A new study led by researchers at the University of Helsinki, along with colleagues at Massachusetts General Hospital and the Broad Institute of Harvard and MIT, provides significant advances in our understanding of the genetics behind diabetes gestational.

Gestational diabetes is a common pregnancy disorder that affects more than 16 million pregnancies worldwide each year, with significant consequences for the health of mothers and their children. It is characterized by high blood sugar levels in pregnant women who did not have diabetes before becoming pregnant.

Although gestational diabetes is a major global health problem, there is remarkably little research into its molecular causes.

The now published study is the largest genome-wide association study in gestational diabetes conducted to date, including more than 12,000 patients and 131,000 control women from the Finnish genomics initiative FinnGen.

This groundbreaking research, published in Natural geneticsnearly tripled the number of known genetic areas associated with gestational diabetes, identifying a total of 13 distinct chromosomal regions linked to the disease.

Using recently developed analysis methods, researchers were able to show that there are two distinct classes of genetic variants linked to gestational diabetes: those that are common to type 2 diabetes and those that are primarily associated with the gestational form of diabetes. diabetes only.

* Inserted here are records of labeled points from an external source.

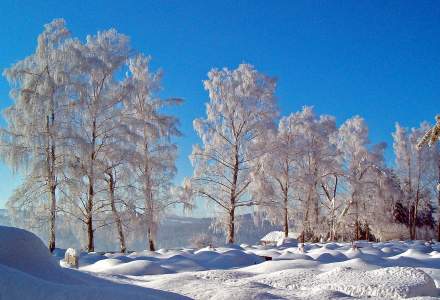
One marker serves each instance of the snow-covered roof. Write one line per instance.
(275, 236)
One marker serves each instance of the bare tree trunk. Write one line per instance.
(118, 222)
(438, 203)
(51, 179)
(151, 244)
(231, 225)
(89, 221)
(286, 216)
(52, 219)
(91, 194)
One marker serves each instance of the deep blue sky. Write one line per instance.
(377, 59)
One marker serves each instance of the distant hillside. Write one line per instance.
(4, 219)
(174, 232)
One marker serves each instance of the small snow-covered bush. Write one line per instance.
(201, 240)
(71, 257)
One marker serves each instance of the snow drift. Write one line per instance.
(28, 271)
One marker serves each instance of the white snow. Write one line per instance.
(390, 270)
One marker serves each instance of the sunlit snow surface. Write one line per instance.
(390, 270)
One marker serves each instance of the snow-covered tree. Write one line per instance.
(34, 139)
(316, 164)
(151, 132)
(360, 161)
(417, 169)
(273, 183)
(94, 119)
(429, 138)
(240, 112)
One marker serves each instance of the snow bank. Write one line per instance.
(386, 283)
(28, 271)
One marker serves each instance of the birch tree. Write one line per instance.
(97, 103)
(417, 172)
(151, 132)
(34, 138)
(240, 111)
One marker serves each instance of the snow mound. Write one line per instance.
(24, 251)
(387, 283)
(29, 272)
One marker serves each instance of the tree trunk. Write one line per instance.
(438, 203)
(51, 180)
(231, 225)
(89, 222)
(118, 222)
(286, 216)
(91, 193)
(51, 245)
(151, 239)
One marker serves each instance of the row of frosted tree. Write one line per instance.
(94, 144)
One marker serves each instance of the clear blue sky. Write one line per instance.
(377, 59)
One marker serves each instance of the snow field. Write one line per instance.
(391, 270)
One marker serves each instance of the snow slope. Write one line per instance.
(392, 270)
(28, 271)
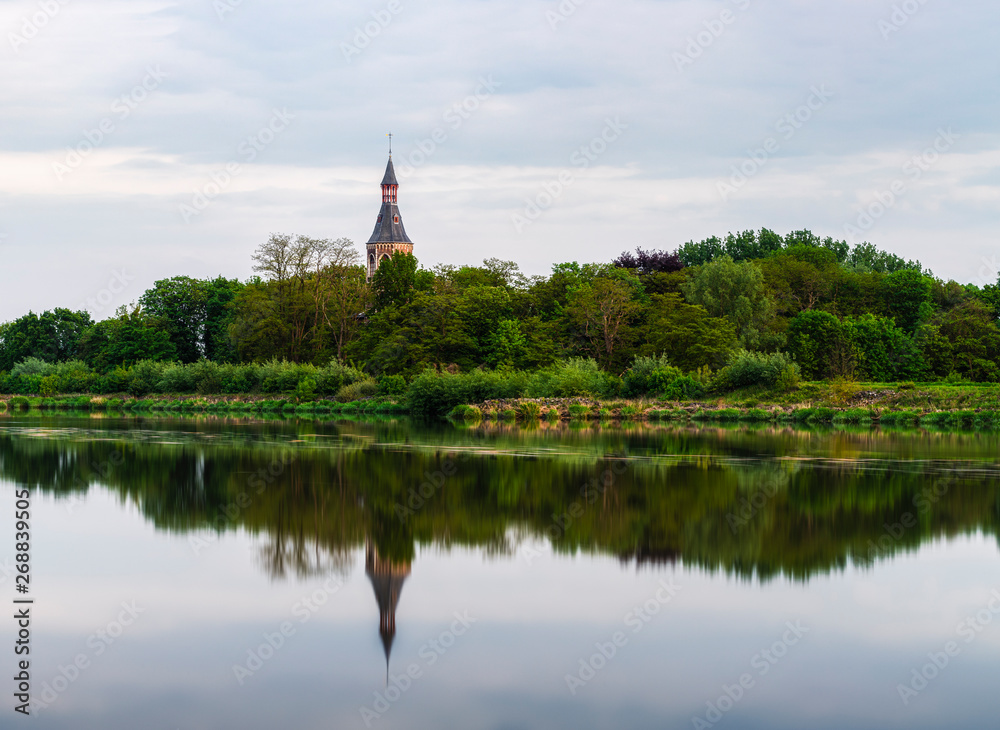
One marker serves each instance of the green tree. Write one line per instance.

“Our results suggest that gestational diabetes has a unique genetic basis that is partially distinct from type 2 diabetes, challenging previous assumptions about the genetic underpinnings common to both conditions,” explains Dr. Elisabeth Widén of the Institute of Medicine Molecular Research Institute of Finland (FIMM). , University of Helsinki, who led the study.

The study results also provide important insights into potential physiological mechanisms linked to the development of diabetes during pregnancy. These mechanisms involve adaptive changes in the brain, as well as altered insulin sensitivity in the mother. The hypothalamus emerged as a key component, with some of the identified risk genes active in brain cell types known to be important for adaptive responses to maintain blood sugar regulation during pregnancy.

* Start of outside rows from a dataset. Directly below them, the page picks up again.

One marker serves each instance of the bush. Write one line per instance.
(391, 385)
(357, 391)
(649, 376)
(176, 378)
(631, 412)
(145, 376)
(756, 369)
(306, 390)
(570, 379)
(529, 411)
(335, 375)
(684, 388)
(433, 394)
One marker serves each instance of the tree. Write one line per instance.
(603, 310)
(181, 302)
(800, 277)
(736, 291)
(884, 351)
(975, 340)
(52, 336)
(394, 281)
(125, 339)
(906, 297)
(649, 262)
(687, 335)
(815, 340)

“Biobank-based studies such as FinnGen, with deep and ongoing clinical data, facilitate large-scale studies of many reproductive and women’s health phenotypes for which research funding is sorely lacking,” said Dr. Mark Daly, former director of FIMM and a geneticist at Massachusetts General Hospital and the Broad Institute who jointly supervised the study. “It’s exciting to see this work come to fruition in important, understudied diseases.”

Although the study primarily focused on a Finnish population, the results have broader implications. The majority of risk variants are common, highlighting the potential relevance of these findings to diverse populations at risk for gestational diabetes.

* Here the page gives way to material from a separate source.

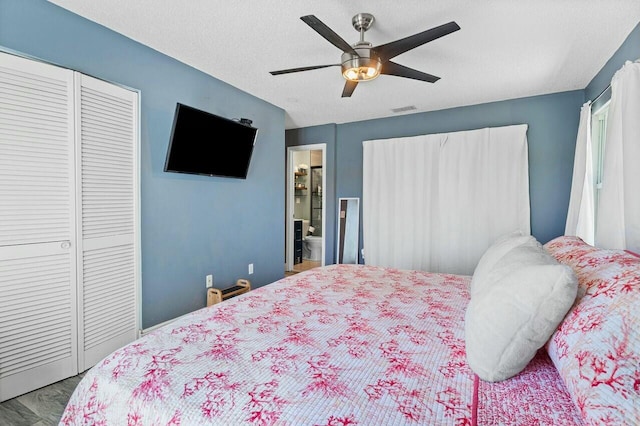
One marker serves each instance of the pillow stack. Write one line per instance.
(519, 296)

Highlighting a very common pregnancy disorder that has remained understudied for years, this work is of great importance for women’s health in general. Additionally, the results improve the overall understanding of glucose metabolism dysregulation more broadly.

“By providing new data on critical genetic factors and pathways, our study has the potential to transform attitudes and approaches not only toward gestational diabetes research, but also toward research targeting pregnancy-related health outcomes in general, ultimately benefiting the health of mothers and their newborns,” concludes Dr. Widén.